2003: How does Buffett approach banking investments?
AUDIENCE MEMBER: Yes, hi. Sam Kidston. I’m a shareholder from Cambridge, Massachusetts. I have a couple of quick questions for you guys.
First of all, other than your general criteria for investing in any company, what are your criteria for investing in banks? And has your general view toward investing in banks changed over time?
Second question would be, in terms of a discount rate, do you feel it’s appropriate to use your cost of capital at the current risk-free rate?
And then in the past, you’ve mentioned that you do some sort of pseudo-bond arbitrage, and would you please specify what types of trades you do in this area?
WARREN BUFFETT: Oh, you would like our buys and sells for Monday morning? (Laughs)
We don’t — we’re not going to talk about specific strategies that, you know — we obviously they’re profitable or we wouldn’t be doing them, and we think other people might copy them if we talked about them, so —
And we have pointed out, incidentally, and we will continue to point it out, that there’s not a long life to these bond strategies. That doesn’t mean we might not reemploy them when circumstances called for it later on.
But they’re not like earning money out of See’s Candy or, you know, out of Fruit of the Loom or something. They’re opportunistic situations that we’re pretty well positioned to engage in at certain times.
WARREN BUFFETT: The question about banking, you know, banking — if you can just stay away from following the fads, and really making a lot of bad loans, banking has been a remarkably good business in this country.
Certainly, ever since World War II, it’s — the returns on equity from — for banks that have stayed out of trouble has really been terrific.
And there are many — there are certain banks, I should say — in this country that are quite large that are earning, you know, maybe 20 percent on tangible equity.
And when you think you’re dealing in a commodity like money, that’s fairly surprising to me.
So, I would say that I guess I’ve been surprised by the degree to which margins in banking have not been competed away in something as fundamental as money.
How about you, Charlie?
CHARLIE MUNGER: Well, what you’re saying, in fair implication, is that we sort of screwed up the predictions, because banking was a way better business than we figured out in advance.

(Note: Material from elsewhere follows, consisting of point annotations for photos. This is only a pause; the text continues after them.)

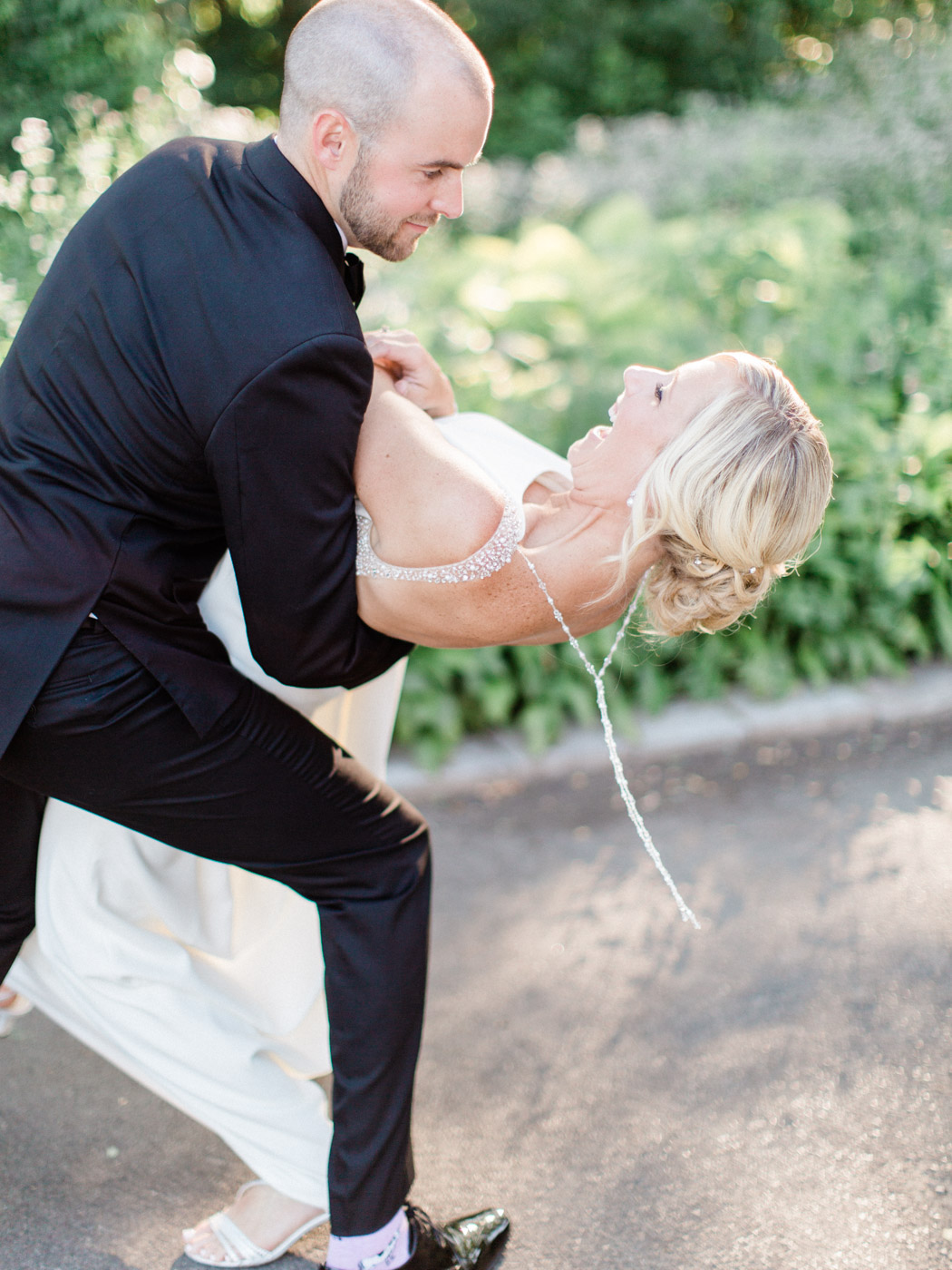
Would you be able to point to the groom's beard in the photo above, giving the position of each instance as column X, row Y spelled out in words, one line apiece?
column 372, row 228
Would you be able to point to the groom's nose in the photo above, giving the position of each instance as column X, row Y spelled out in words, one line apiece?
column 448, row 200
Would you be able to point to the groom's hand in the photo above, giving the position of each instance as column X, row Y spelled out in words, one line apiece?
column 418, row 376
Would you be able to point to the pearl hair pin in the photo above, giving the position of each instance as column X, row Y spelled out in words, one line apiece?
column 698, row 562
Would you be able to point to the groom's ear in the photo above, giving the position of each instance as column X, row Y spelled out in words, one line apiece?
column 335, row 143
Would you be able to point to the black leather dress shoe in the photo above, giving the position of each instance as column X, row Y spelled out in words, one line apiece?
column 466, row 1244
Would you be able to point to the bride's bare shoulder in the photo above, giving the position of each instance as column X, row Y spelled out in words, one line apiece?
column 431, row 504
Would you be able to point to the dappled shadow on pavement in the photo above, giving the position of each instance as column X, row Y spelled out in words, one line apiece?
column 768, row 1094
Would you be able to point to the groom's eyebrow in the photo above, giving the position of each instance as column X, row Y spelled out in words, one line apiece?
column 452, row 162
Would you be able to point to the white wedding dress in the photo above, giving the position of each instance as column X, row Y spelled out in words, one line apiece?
column 200, row 981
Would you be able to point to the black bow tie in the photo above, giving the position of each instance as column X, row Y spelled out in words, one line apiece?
column 353, row 277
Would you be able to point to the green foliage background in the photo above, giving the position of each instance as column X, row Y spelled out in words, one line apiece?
column 818, row 231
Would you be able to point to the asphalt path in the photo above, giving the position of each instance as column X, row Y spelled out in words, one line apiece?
column 772, row 1091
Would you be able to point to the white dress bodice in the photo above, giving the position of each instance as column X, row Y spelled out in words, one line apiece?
column 513, row 461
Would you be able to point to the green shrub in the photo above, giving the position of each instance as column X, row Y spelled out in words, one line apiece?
column 848, row 285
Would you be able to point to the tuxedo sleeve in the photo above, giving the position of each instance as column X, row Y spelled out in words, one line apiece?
column 282, row 456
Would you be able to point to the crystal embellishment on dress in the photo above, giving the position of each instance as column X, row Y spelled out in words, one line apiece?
column 491, row 556
column 621, row 780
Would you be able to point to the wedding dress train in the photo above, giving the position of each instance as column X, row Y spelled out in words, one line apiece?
column 200, row 981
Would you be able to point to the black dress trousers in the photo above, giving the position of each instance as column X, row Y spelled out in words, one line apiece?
column 266, row 790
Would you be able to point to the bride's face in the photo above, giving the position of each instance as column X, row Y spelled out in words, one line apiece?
column 653, row 409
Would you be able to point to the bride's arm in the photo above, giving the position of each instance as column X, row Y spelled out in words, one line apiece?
column 433, row 505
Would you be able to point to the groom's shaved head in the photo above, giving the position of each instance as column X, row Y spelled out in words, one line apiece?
column 364, row 57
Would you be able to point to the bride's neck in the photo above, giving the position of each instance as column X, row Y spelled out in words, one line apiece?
column 575, row 546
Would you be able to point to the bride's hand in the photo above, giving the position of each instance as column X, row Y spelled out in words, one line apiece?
column 418, row 376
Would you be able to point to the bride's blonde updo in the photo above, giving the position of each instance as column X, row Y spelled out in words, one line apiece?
column 735, row 501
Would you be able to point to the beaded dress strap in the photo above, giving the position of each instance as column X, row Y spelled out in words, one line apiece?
column 491, row 558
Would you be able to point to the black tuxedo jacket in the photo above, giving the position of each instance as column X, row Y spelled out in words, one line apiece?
column 189, row 376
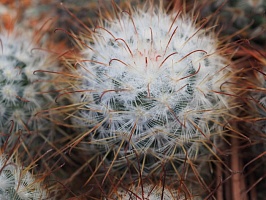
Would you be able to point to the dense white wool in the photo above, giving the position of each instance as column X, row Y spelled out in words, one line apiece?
column 150, row 80
column 17, row 183
column 147, row 192
column 22, row 91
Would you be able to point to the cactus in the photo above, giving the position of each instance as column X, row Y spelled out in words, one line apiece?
column 239, row 19
column 150, row 84
column 23, row 92
column 17, row 182
column 147, row 191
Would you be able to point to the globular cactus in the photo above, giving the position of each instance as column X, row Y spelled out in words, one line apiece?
column 18, row 183
column 149, row 89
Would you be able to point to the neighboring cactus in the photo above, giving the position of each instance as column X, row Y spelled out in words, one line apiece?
column 149, row 192
column 150, row 85
column 18, row 183
column 23, row 92
column 242, row 19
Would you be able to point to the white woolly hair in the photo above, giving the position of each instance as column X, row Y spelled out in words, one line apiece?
column 151, row 77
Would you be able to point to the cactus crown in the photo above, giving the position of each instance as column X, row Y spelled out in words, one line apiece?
column 149, row 80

We actually made quite a few billions of dollars, really, out of banking, and more in American Express. But basically that was while we were misappraising it.
We did not figure it was going to be as good as it actually turned out to be. And my only prediction is that we’ll continue to make failures like that. (Laughter)
WARREN BUFFETT: It’s fairly extraordinary, in a world of — particularly a world of low interest rates, that you’d find financial institutions basically doing pretty much the same thing, you know, where A competes with B, and B competes with C, without great competitive advantage, and having them all earn really high returns on tangible capital.
Now, part of it is that they push — they have pushed the loan-to-capital ratios higher than 30 or 40 years ago, but that — nevertheless they earn high rates of returns. They earn much higher rates of returns on assets alone, and then they have greater leverage of assets-to-capital so that produces returns on capital that really are pretty extraordinary.
And, you know, banks — certain banks — get into trouble because they make big mistakes in lending, but it’s not required of you, in that business, to get into trouble. I mean you can — if you keep your head about you, it can be a pretty good business.
WARREN BUFFETT: The question about a discount rate, when you talk about our cost of capital, that’s worth bringing up, because Charlie and I don’t have the faintest idea what our cost of capital is at Berkshire, and we think the whole concept is a little crazy, frankly.
But it’s something that’s taught in the business schools, and you have to be able to answer the questions or you don’t get out of business school.
But we have a very simple arrangement in terms of what we do with money. And, you know, we look for the most intelligent thing we can find to do.
If we’ve got money around or — if we look — we don’t buy and sell businesses this way, but in terms of securities we would — if we find something that’s at 50 percent of value, and we own something else at 90 percent of value, we might very well move from one to another. We will do the most intelligent thing we can with the capital we have.
And so, we measure alternatives against each other, and we measure alternatives against dividends, and we measure alternatives against repurchase of shares.
But I have never seen a cost of capital calculation that made sense to me.
How about you, Charlie?
CHARLIE MUNGER: Never.
And this is a very interesting thing that’s happened. If you take the most powerful freshman text in economics, which is by [Greg] Mankiw of Harvard, and he says on practically the first page that “intelligent people make their decisions based on opportunity cost.”
In other words, it’s your alternatives that are competing for the use of your time or money, that matter in judging whether you take action or not.
And of course, those vary greatly from time to time and from company to company. And we tend to make all of our financial decisions based on our opportunity costs, just as like they teach in freshman economics.
WARREN BUFFETT: Yeah.
CHARLIE MUNGER: And the rest of the world has gone off on some crazy kick where they can create a standard formula, and that’s cost. They even get a cost of equity capital for some business that’s old and filthy rich. It’s a perfectly amazing mental malfunction.